As far as older relatives go, I have a cousin that is 6 years older than me and took a similar path: graduated high school, then went to college for 4 years using loans and working part-time.  She was okay with her debt upon graduation and for a few years afterwards.  However, she ran into trouble about 5 years out of graduation when she bought a car, new furniture, and got a new apartment all within the same year.  This put more strain on her than she thought it would and as a result, she had to work a second job, all but sacrificing the sacred "mid-twenties" social life.  I will definitely keep this in mind post-graduation as complacency seems to blame here.

1 comment:

  1. Let me divide my comments into two parts. The first concerns only the pecuniary (financial) returns to college The second concerns other returns that can't be measured by your future earnings.

    You said some things that are economically wrong in your last sentence of the second paragraph, so I want to react to that. A big issue to consider is the road not taken and if there are multiple alternatives for those, which would be the best alternative. Would it be not going to college at all? Would it be working and going to college part time? Would it have been going to community college for the first two years to lessen the tuition burden and going to the U of I starting as a junior?
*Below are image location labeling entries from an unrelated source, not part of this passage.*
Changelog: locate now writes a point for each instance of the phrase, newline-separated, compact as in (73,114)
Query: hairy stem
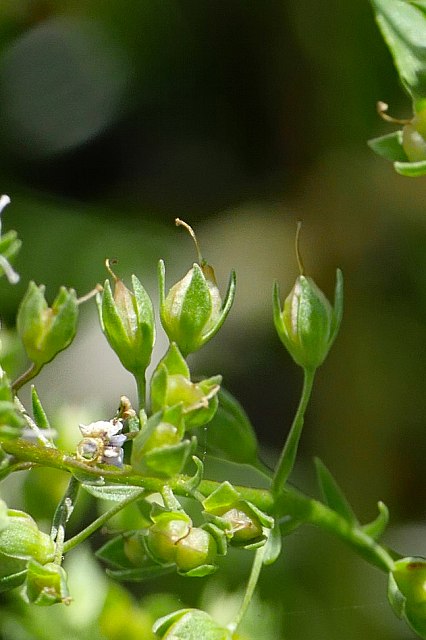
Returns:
(62,515)
(288,503)
(99,522)
(25,377)
(251,586)
(288,455)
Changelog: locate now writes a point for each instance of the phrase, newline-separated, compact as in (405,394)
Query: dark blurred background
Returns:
(241,118)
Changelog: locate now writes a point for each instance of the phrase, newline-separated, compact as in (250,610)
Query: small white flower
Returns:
(101,429)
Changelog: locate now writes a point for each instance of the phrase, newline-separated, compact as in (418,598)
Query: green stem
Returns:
(251,586)
(141,387)
(25,377)
(288,455)
(40,436)
(289,503)
(99,522)
(62,515)
(302,508)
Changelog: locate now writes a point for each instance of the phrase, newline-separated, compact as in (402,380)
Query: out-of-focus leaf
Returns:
(141,574)
(389,147)
(190,624)
(411,169)
(403,26)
    If you figure out the best alternative and you compare the future earnings from that as compared to the future earnings from what you actually did, you can then determine whether the extract costs in what you did were worth it or not. You can't possibly figure that out, however, until you've got a reasonable basis for what your future earnings will be.

    The uncertainty is clearly greater in the future earnings than it is in the current expenditure on college. But even with piling up a significant amount of debt, that can be completely rational if the future earnings warrant doing so.

    Also, unfortunately, the macro economy has not performed all that well while you've been in college and that matters for your future earnings. It has been performing a bit better as of late, but there is a lot of uncertainty in whether additional improvement will happen or not. Your college investment would prove more sensible if the unemployment rate were lower and if the labor market were tighter for the next few years. Let's hope for that, though as I said, it is highly uncertain.

    Let me turn to the non-pecuniary return to college or, alternatively, why every college student should have a strong background in the liberal arts and thereby develop good critical thinking skills and a strong ability to communicate well. This has value for your own enjoyment of life, for you to be a better citizen in your community, and if you ultimately have a family to be a better parent. Those benefits can be strong even if the narrow economic argument for college at the U of I is not quite as strong, because of the labor market weakness I mentioned. So you do want to get a "total income" calculation in thinking about the question, and not just limit it to a narrow financial calculation. If you can't afford to eat or to have decent shelter, the narrow calculation is more relevant. If you generate enough income to manage the bare necessities, the other considerations take on more relevance.